VGC's sources also said the console would use cartridges as well as digital downloads, which could potentially ramp up the cost of Nintendo console games. Similar price hikes have already taken place on Xbox and PS5.
Speaking of which, analyst Serkan Toto suggested the console will be a little more expensive than the current Switch, at $400, which may equate to UK pricing of £349.99-£379.99.
By comparison, a Nintendo Switch OLED costs £309.99 direct from Nintendo today.
When is the Nintendo Switch 2 release date?
We had hoped the Nintendo Switch 2 would be out in 2024. There were plenty of reports at the tail end of 2023, and beginning of 2024, that it would release this year, including analysts cited by Gamesindustry.biz.
If that was the Nintendo plan at one point, it does not appear to be so anymore.
According to Eurogamer, game-makers have been told the console is now coming in Q1 2025.
Why? The clearest strategic justification for missing out on the Christmas sales window is if bringing out the Switch 2 in 2024 would also mean launching it with a relatively weak line-up of games.
Let’s not forget the Wii U launched after the incredibly successful Wii. Nintendo does not want to repeat that part of its history.
Should I buy a Nintendo Switch?
Seeing as Nintendo’s next-gen device could be reasonably close, you may be wondering if it’s still worth buying a Switch for yourself or the kids.
Well, the good news is that the hybrid gaming gadget still has plenty of steam left in the tank. A raft of new Switch games should keep you entertained throughout the rest of the year.
The upcoming releases include Princess Peach Showtime, Mario vs. Donkey Kong, and Luigi’s Mansion 2 HD.

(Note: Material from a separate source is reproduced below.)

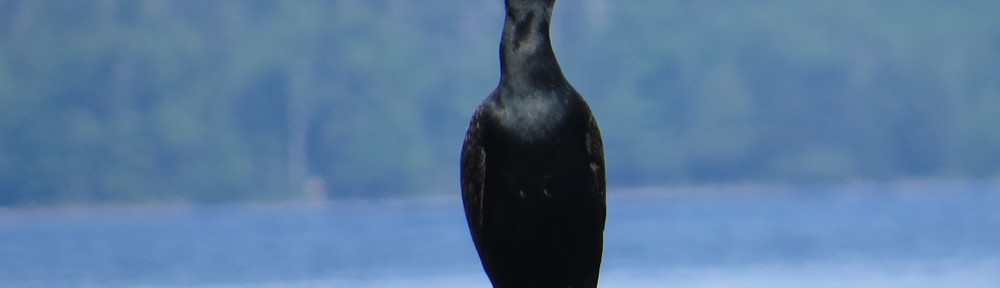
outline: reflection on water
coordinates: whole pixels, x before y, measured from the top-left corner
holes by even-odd
[[[602,287],[997,287],[1000,183],[612,191]],[[489,287],[458,196],[0,210],[0,287]]]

You also have three versions of the Switch to choose from: the original Switch, the Switch OLED with a sharper display, and the handheld-only Switch Lite. The last of those would make a great stocking filler for the tykes this Christmas, while older kids and families can still get oodles of entertainment from the other editions.
When will the Nintendo Switch be discontinued?
For its part, Nintendo has confirmed that it will continue to support the Switch with new games through to the end of March 2025.
Due to the immense popularity of the console, it’s safe to say that it will live on beyond that date. After all, the 12.5-year-old Nintendo 3DS handheld is finally set to lose online support in April.